Ce lieu était jadis la prestigieuse guilde des Amazones Libres d'Elwen, tenue par la Tha'Ima Nath, secondée par ses Tha'chiyas. Mais depuis leur départ pour la source de la Sirnië, où elles ont fondé un village bien à elles, Léonie est restée seule sur place pour s'occuper de tout. Elle n'y était pas obligée. Mais elle ne voulait pas abandonner la Maison où elle avait eu l'impression de renaître à la vie.
Elle a fait ce qu'elle a pu. Elle a tenté d'entretenir elle-même la volière, l'écurie, le jardin médicinal. Elle a travaillé comme une brute pour payer les artisans quand le bâtiment montrait des signes de fatigue. Malheureusement, depuis quelques années, elle peine à trouver des engagements, car elle est jugée trop vieilles par la plupart des compagnies de mercenaires. Oh, bien sûr, elle se débrouille, mais les petits boulots ne paient pas autant, et de loin. Aussi la Maison tombe-t-elle un peu en décrépitude.

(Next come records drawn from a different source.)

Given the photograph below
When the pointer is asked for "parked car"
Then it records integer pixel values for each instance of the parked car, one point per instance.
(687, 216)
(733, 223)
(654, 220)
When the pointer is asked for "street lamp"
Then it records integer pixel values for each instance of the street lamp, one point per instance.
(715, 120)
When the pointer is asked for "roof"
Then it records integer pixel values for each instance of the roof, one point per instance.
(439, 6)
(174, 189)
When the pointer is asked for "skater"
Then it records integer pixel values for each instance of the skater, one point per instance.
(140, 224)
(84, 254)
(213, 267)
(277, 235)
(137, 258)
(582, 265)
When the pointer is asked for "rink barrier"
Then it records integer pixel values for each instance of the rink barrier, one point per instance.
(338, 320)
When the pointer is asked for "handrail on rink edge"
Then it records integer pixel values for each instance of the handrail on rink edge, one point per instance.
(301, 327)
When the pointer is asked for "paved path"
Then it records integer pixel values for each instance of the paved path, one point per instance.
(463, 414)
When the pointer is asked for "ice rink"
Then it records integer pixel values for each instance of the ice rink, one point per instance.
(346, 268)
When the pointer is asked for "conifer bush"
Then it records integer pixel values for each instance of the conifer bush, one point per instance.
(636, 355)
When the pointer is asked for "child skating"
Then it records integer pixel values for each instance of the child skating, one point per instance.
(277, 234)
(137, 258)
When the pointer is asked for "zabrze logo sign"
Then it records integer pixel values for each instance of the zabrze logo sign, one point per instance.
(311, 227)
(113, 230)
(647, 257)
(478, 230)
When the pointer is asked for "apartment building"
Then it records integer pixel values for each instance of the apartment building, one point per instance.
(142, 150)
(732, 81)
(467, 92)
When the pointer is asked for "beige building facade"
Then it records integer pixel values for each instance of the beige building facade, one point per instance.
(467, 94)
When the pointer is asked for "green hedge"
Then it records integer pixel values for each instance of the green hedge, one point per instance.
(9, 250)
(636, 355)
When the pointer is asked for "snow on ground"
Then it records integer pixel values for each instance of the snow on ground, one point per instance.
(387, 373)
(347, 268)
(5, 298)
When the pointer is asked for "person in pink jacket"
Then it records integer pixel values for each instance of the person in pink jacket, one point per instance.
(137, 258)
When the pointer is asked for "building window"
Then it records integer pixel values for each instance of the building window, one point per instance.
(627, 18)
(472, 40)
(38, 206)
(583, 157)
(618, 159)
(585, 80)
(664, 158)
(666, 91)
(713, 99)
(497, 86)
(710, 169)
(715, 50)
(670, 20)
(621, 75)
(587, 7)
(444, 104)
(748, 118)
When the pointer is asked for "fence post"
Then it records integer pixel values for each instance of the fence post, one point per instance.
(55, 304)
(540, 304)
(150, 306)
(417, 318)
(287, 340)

En arrivant devant le bâtiment, on devine tout de suite qu'il a connu de meilleurs jours. Mais ce n'est que la façade, et Léonie ne s'est jamais soucié des apparences. Tant que les murs ne s'effondrent pas et que le toit ne fuit pas, elle considère que personne n'a à se plaindre. Et puis, c'est derrière que tout se joue, qu'on trouve les choses importantes. Si l'on traverse la Maison, on arrive dans un terrain de bonne taille, surtout si l'on songe qu'on est au cœur de la Cité. Léonie ne compte plus les fois où il lui a fallu lutter contre les spéculateurs qui voulaient racheter le terrain. Mais elle a tenu bon, persuadée en son for intérieur que des lendemains plus heureux allaient se profiler à l'horizon.
Derrière, donc, entourant le terrain, qui inclut le jardin et les lieux d'entrainement, une grande volière accueille encore quelques petits rapaces de poings. Les grands ne sont plus là, et Léonie ne saurait de toute façon pas s'en occuper. L'écurie n'héberge plus que deux vieux canassons cacochymes, plus, parfois, un hongre ou une jument de passage. Les stalles sont devenues rares, et c'est ainsi que la vieille amazone parvient encore tant bien que mal à joindre les deux bouts. En dressant des petits rapaces pour les dames de la haute, aussi.
L'un dans l'autre, c'est un lieu plutôt confortable en dépit des apparences.